Before one can even begin the dredge up the courage it takes to face the “ugly” truth in all relationships, one must be committed to a life of honesty in all relationships. Being honest does not always have to be so “brutal”. In fact, Non Violent Communication, invented by Marshall Rosenberg and practiced by many worldwide, is a an excellent tool for communicating honestly, even when one is feeling angry or upset. Being honest in a direct and timely fashion, (notice I mention timely – ever had that bombshell dropped on you days, weeks, or years later?). This also requires not lying by ommision. Lying by omission is when you simply choose not to tell the other party what’s going on or conveniently cannot “find the time”. Both of these approaches show disrespect for the other person’s ability to handle the truth and absolves yourself of accountability or responsibility. It is impossible in any relationship to not have some responsibility in the dynamics of the relationship.

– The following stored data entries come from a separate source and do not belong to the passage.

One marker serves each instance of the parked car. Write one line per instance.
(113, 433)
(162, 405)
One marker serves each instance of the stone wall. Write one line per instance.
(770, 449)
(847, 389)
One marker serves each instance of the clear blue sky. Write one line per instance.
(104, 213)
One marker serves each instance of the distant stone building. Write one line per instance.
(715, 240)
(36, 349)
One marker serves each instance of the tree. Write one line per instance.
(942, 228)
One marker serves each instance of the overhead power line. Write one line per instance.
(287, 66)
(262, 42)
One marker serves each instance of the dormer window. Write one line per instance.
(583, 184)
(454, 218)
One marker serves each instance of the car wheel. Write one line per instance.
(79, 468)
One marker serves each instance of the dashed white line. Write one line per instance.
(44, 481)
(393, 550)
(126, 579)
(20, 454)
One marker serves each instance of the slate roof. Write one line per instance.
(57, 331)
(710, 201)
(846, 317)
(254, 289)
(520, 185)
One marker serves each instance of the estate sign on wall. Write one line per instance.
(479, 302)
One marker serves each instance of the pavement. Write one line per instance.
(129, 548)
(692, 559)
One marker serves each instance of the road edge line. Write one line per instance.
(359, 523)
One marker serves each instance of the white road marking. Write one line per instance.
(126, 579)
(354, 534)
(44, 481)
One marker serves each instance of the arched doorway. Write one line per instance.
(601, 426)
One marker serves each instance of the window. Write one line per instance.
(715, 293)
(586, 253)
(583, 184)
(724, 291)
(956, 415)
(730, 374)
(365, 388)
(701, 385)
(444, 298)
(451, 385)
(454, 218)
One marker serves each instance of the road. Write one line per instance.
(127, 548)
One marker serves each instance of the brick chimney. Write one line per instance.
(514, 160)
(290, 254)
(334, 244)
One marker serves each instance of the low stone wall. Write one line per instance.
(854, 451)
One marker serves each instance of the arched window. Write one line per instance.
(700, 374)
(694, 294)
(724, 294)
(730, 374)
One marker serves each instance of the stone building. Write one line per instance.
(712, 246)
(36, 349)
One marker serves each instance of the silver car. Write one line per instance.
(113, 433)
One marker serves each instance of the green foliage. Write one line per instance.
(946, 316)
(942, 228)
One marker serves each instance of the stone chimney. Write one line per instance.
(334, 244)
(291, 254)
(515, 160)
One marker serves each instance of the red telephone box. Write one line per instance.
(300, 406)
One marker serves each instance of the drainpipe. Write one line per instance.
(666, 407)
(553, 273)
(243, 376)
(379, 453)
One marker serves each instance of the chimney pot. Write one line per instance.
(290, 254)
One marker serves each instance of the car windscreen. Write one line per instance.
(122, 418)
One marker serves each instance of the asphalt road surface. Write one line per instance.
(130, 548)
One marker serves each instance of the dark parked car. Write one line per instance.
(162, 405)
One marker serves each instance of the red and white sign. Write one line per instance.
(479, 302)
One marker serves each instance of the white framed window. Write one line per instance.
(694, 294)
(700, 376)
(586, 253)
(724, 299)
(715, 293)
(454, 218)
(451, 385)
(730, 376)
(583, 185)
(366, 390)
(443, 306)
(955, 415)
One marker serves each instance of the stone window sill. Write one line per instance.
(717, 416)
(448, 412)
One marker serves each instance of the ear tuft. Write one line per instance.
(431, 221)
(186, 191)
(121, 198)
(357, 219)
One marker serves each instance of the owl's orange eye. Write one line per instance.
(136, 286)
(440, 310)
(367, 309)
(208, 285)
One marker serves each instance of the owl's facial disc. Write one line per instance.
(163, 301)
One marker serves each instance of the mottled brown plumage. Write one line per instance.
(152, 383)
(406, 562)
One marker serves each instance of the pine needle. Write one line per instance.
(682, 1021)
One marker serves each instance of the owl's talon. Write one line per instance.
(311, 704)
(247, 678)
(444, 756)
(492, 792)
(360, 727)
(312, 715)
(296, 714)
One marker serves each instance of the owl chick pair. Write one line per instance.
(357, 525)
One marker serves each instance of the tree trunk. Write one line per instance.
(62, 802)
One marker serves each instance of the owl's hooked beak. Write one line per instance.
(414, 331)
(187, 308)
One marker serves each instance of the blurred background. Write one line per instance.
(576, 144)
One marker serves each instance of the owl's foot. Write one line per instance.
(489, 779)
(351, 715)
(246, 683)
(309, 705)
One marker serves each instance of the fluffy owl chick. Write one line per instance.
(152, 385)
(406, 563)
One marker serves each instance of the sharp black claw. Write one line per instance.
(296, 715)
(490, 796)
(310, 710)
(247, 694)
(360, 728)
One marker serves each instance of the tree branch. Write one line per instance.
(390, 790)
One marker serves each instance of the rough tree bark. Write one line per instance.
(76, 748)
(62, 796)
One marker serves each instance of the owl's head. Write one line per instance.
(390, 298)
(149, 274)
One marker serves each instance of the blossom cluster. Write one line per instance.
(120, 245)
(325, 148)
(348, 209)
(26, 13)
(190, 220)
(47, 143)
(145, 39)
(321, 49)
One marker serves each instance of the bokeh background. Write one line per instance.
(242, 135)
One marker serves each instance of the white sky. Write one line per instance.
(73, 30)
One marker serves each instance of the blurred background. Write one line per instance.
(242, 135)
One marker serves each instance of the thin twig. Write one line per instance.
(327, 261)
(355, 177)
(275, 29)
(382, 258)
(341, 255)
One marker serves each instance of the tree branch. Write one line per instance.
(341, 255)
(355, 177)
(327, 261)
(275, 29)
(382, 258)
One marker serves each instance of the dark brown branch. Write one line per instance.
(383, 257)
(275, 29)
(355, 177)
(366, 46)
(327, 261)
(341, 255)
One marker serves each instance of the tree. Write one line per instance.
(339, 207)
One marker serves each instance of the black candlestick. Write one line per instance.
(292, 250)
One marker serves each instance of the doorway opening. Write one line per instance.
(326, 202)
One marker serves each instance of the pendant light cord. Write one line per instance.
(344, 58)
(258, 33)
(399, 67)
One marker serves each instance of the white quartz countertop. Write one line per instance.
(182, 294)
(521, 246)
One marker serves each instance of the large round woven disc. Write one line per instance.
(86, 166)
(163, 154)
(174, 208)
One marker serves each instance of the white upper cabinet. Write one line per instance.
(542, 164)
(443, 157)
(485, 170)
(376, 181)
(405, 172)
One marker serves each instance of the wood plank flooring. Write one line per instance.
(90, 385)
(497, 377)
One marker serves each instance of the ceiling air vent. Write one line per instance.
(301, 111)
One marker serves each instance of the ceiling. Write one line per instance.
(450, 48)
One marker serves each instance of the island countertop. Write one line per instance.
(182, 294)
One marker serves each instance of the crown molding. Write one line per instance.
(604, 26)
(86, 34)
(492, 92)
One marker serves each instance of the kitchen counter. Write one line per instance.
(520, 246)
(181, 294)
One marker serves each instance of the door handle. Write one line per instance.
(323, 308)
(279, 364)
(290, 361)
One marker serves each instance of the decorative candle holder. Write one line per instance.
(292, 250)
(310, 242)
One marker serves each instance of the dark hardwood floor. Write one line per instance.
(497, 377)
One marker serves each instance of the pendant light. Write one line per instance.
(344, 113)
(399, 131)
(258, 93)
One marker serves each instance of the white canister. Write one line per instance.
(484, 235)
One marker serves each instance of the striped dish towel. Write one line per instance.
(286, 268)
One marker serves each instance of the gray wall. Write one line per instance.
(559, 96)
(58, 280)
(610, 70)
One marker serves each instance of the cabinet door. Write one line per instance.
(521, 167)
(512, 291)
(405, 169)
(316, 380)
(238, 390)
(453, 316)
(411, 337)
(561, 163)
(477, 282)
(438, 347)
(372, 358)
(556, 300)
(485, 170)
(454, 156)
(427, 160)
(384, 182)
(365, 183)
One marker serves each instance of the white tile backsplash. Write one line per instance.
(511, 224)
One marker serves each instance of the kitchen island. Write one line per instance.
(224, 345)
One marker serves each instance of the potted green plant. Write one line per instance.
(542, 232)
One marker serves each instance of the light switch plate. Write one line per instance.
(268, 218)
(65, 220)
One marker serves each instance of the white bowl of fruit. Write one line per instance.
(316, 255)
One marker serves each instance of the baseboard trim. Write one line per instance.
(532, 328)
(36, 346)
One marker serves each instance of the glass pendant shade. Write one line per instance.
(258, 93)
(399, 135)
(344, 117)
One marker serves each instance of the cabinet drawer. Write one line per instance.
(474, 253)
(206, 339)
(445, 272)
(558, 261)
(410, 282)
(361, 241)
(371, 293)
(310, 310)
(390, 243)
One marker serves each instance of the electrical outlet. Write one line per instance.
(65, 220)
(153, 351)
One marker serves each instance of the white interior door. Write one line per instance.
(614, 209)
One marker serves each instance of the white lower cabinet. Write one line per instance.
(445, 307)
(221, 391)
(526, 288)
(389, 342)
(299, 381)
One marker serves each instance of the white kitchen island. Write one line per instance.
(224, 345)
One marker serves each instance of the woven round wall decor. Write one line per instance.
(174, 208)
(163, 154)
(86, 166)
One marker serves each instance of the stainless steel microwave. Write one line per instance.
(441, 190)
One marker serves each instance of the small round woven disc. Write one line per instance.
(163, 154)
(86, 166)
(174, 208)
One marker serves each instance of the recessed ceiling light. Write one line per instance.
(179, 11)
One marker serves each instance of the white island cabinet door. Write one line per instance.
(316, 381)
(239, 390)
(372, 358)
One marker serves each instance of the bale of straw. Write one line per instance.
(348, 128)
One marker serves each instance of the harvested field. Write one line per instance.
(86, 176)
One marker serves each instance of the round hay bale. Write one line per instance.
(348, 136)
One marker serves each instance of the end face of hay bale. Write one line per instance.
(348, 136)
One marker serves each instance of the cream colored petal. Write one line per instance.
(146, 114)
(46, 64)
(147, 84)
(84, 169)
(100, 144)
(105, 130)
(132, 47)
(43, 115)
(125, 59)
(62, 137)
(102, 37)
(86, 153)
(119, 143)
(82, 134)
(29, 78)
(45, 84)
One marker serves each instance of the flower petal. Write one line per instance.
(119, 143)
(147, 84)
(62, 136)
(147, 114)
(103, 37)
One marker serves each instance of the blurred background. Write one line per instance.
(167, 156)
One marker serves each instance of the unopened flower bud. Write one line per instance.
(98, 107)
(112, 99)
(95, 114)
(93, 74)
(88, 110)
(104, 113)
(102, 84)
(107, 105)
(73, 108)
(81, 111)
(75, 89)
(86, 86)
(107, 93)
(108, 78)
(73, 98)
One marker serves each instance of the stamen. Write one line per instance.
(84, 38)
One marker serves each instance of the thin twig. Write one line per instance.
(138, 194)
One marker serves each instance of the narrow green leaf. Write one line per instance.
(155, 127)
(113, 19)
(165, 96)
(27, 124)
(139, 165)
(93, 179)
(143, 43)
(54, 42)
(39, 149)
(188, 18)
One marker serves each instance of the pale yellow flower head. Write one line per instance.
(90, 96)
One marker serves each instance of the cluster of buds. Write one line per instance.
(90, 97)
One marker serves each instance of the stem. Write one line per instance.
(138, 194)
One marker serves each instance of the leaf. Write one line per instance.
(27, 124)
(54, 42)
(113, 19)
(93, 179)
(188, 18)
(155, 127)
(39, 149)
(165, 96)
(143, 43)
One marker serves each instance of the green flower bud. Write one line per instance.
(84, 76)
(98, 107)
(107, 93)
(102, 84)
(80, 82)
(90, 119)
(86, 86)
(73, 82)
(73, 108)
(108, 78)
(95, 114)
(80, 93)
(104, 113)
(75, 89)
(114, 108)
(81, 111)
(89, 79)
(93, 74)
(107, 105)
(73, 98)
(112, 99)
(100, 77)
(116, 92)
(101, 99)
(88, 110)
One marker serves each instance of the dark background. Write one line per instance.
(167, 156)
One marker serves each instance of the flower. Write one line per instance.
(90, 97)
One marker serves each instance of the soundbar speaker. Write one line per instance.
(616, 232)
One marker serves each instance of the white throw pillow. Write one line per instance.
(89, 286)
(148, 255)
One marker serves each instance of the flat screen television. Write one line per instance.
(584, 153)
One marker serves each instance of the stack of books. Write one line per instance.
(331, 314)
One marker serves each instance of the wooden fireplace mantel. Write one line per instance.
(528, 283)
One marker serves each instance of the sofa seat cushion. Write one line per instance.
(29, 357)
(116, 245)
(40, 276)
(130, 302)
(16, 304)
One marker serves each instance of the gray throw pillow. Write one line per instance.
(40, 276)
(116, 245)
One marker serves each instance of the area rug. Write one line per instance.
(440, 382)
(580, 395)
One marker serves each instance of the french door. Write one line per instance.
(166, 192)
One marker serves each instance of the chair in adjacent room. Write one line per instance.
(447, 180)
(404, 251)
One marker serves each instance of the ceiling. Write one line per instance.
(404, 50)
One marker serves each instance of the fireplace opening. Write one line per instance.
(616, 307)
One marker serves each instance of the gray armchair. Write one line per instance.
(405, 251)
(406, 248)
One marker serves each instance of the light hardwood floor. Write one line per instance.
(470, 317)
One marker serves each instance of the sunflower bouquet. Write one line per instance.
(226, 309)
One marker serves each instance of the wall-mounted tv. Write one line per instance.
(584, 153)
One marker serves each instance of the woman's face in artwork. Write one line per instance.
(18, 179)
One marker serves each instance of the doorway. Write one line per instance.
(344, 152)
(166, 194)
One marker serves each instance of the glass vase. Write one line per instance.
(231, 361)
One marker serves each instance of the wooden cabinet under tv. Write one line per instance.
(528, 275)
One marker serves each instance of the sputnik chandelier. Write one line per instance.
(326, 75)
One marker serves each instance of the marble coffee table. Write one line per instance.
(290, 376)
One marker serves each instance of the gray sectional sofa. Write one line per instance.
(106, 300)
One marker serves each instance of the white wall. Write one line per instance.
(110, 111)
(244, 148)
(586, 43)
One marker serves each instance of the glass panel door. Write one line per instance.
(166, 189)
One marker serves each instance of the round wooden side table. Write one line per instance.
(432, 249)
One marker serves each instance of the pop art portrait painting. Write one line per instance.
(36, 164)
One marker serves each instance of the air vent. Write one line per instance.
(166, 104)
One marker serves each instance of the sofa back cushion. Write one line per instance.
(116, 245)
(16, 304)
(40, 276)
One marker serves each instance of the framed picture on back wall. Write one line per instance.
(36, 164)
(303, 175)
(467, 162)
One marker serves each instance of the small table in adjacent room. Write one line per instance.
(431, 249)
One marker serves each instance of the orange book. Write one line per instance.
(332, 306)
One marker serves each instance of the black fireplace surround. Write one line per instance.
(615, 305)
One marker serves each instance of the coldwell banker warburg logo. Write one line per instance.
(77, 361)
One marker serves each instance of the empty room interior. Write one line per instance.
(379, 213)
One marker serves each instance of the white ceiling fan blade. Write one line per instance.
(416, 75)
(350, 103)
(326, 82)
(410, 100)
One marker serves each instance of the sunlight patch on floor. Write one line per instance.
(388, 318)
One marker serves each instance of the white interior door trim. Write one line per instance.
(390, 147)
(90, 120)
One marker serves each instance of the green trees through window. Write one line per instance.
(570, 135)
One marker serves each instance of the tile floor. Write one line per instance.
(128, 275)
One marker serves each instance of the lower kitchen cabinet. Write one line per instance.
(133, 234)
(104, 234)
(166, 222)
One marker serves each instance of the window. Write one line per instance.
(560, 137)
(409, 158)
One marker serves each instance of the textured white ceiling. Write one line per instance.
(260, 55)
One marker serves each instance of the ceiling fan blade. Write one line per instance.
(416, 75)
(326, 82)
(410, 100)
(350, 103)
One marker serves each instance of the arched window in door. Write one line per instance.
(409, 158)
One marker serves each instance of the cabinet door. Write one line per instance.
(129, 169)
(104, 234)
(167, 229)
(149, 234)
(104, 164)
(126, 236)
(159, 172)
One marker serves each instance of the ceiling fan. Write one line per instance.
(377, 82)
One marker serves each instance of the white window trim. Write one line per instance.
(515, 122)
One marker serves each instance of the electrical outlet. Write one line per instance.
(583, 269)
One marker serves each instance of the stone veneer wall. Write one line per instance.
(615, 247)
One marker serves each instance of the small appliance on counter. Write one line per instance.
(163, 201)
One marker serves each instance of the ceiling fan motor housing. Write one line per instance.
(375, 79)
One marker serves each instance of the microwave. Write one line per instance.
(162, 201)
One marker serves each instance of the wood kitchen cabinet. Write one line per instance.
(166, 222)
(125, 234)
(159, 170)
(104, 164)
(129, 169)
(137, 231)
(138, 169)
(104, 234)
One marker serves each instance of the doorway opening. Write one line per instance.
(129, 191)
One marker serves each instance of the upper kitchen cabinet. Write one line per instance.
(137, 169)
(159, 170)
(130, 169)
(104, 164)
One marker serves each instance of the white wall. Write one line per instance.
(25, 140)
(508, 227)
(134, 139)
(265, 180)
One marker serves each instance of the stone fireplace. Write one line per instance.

It takes courage to tell someone you have herpes for example, and it is much more cowardly to withhold that information. One can shed and pass on the virus whether sores are exposed or not and whether you ever have symptoms. I say if your prospective partner does not want to risk it, even with condoms, then you are simply not a good match – no matter how much chemistry you have. I’ve recently been dating a bit and have often been surprised, but also relieved, when a prospective lover rejects me because of my profession. “Fine” I say, “let the riff raff be weeeded”! I don’t always feel that way in the moment, but after the initial insult, it’s good news to know I don’t have to bump up against another’s judgement and shame.
Finally, compassion. First of all for yourself, then for the other. So you have HPV? you had unprotected sex in a moment of passion? Can you forgive yourself before seeking forgiveness? And where are your boundaries in a relationship with another? Where do you draw the line in a loving and compassionate way? Compassion is not simply about feeling sorry for yourself or another…it’s about finding peace with yourself for who you are and what is. One of my mediation teachers taught me that if you go swimming and you see someone starting to drown, your first obligation is to save them. If while saving them, you begin to drown, your first obligation is to yourself. That is compassion: taking care of your needs first, while being fully committed and aware of the needs of others.
I have much more to say about this, but will keep it short and sweet for now.